Global navigation satellite systems (GNSS) and inertial navigation systems (INS) are naturally complementing positioning and navigation technologies, because each one compensates for the other’s deficiencies. Therefore, as demand for reliable positioning and navigation in a variety of GNSS-challenged environments grows—most notably, due to the development of autonomous vehicles—so does demand for GNSS-INS integration and manufacturers’ need to simulate it.
GNSS and INS Help Each Other
GNSS receivers have astounding absolute positional accuracy, but are subject to signal loss or degradation, due to occultation (urban canyons, thick canopy, indoor environments, etc.), multi-path, unintentional interference, intentional jamming, and spoofing. Conversely, INS are low noise and accurate in the short term, provide an excellent dynamic response at high data rates, produce data that is solely dependent on the motion of the platform and local gravity, and determine proper orientation (roll, pitch, and heading), but suffer from drift — the steady decrease in the accuracy of the position estimate due to the accumulation of errors.

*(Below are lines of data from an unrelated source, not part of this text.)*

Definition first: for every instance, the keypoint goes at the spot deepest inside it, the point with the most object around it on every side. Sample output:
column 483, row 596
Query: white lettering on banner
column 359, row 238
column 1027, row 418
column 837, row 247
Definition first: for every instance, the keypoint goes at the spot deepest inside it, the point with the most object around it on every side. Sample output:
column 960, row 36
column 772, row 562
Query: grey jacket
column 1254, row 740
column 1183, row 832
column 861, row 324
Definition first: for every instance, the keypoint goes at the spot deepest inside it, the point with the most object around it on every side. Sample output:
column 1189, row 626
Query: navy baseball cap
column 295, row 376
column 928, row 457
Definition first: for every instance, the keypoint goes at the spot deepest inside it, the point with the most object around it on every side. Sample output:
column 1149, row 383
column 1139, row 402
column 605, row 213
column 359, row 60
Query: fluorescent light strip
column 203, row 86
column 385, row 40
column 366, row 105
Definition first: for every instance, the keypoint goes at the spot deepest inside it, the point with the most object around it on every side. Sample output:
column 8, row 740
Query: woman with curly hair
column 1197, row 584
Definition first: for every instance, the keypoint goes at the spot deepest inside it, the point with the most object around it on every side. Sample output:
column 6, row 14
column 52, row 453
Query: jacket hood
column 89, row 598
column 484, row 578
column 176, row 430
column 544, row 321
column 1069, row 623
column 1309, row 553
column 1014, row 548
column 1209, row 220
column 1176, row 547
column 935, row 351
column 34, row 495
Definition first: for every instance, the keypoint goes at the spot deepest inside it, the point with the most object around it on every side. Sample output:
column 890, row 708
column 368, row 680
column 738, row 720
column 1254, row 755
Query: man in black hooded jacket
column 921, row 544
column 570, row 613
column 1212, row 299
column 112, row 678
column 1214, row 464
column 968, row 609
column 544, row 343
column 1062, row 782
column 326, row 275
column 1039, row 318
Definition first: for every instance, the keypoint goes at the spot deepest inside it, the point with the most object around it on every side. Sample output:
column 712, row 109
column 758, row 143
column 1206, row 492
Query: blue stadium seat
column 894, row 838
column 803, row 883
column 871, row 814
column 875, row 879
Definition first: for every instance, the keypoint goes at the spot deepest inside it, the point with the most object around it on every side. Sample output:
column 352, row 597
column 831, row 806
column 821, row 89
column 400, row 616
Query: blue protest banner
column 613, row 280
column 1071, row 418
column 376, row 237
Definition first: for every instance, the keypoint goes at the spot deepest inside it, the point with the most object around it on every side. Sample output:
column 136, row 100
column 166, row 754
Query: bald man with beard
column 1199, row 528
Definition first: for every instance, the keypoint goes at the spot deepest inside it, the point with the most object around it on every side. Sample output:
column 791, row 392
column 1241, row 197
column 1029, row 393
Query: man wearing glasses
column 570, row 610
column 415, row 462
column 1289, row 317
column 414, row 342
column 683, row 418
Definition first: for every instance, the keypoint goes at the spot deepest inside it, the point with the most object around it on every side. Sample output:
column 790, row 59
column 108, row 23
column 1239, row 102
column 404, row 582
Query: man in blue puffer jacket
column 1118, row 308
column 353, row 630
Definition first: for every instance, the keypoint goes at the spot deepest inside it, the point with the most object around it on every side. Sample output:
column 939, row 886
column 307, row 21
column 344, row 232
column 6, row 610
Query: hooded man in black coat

By periodically re-initializing an INS, a GNSS receiver constrains its drift; conversely, the INS fills the gap when GNSS signals fail and helps to remove measurement outliers. Thus, integrated GNSS-INS positioning, navigation, and timing (PNT) systems can benefit from the best of both worlds. From guided missiles to autonomous vehicles to pedestrian dead reckoning, many PNT systems now maintain accuracy this way.
Sensor Fusion Algorithms
In recent years, many kinds of GNSS-INS sensor fusion algorithms have been proposed, developed, and adopted, for different grades of IMUs. The three most common approaches are loose, tight, and ultra-tight integration. The basic difference between the loose and the tight approaches is the type of data shared by the GNSS receiver and the INS sensors. In a loosely coupled system, the GNSS receiver is aided with position and velocity, enabling it to keep tracking during tight turns, jamming, and other adverse conditions. The positions and velocities estimated by the GNSS receiver are blended with the INS navigation solution through a navigation Kalman filter. In a tightly coupled system, on the other hand, the correlators are pre-set according to the inertial motion that the platform is undergoing. GNSS raw measurements (pseudoranges and Doppler shift) are processed through a Kalman filter jointly with the INS measurements, helping the receiver track the signal rather than just helping it at the end. The ultra-tight integration approach involves the GNSS receivers’ digital tracking loops, which are typically not accessible using commercial off-the shelf (COTS) products.
The main advantage of the tight integration is the ability to update the hybrid navigation solution also in scenarios with poor GNSS signal quality or limited view of the satellites by predicting pseudoranges and Doppler trends. This approach is particularly beneficial in urban environments, but it is still being researched and developed and requires INS containing high-grade inertial measurement units (IMUs). By contrast, most micro electromechanical systems (MEMS) IMUs are only loosely coupled with GNSS receivers. This is the most common GNSS-INS integration approach, though this may change soon with further improvements in the performance of MEMS IMUs.
A big challenge in simulating GNSS-INS integration, whether the two systems are loosely or tightly coupled, is the synchronization between the IMU stimulus and the GNSS stimulus that are going to be seen by the unit under test. For example, if you are simulating an aircraft is flying straight and level at 200KT, then making a 90 degree turn to the right, you need to make sure that your GPS stimulus and your IMU stimulus all happen at the same time, so that the solutions that the navigator is calculating from those two different sensors do not diverge. However, the standard satellite message rate is 50bps, the satellites are orbiting at speeds greater than 17,000MPH, a typical IMU has a 256Hz update rate, the system processor runs on a 100MHz clock, and the signal generators are on another frequency. You must ensure that all those timings are synchronized, so that the GNSS and INS data outputs do not diverge either in time or stimulus from each other.
Previously, navigation systems that used only GNSS receivers could be tested in a laboratory with a regular simulator. When dealing with embedded GNSS-INS (EGI) systems, the navigators believed the INS portion of the navigator, permitting only stationary testing with a GNSS simulator. Testing an EGI in a laboratory requires de-coupling of the inertial solution from the GNSS solution. This is done electronically: the INS is ‘put to sleep’ and simulated inertial data is input directly to the EGI’s computer.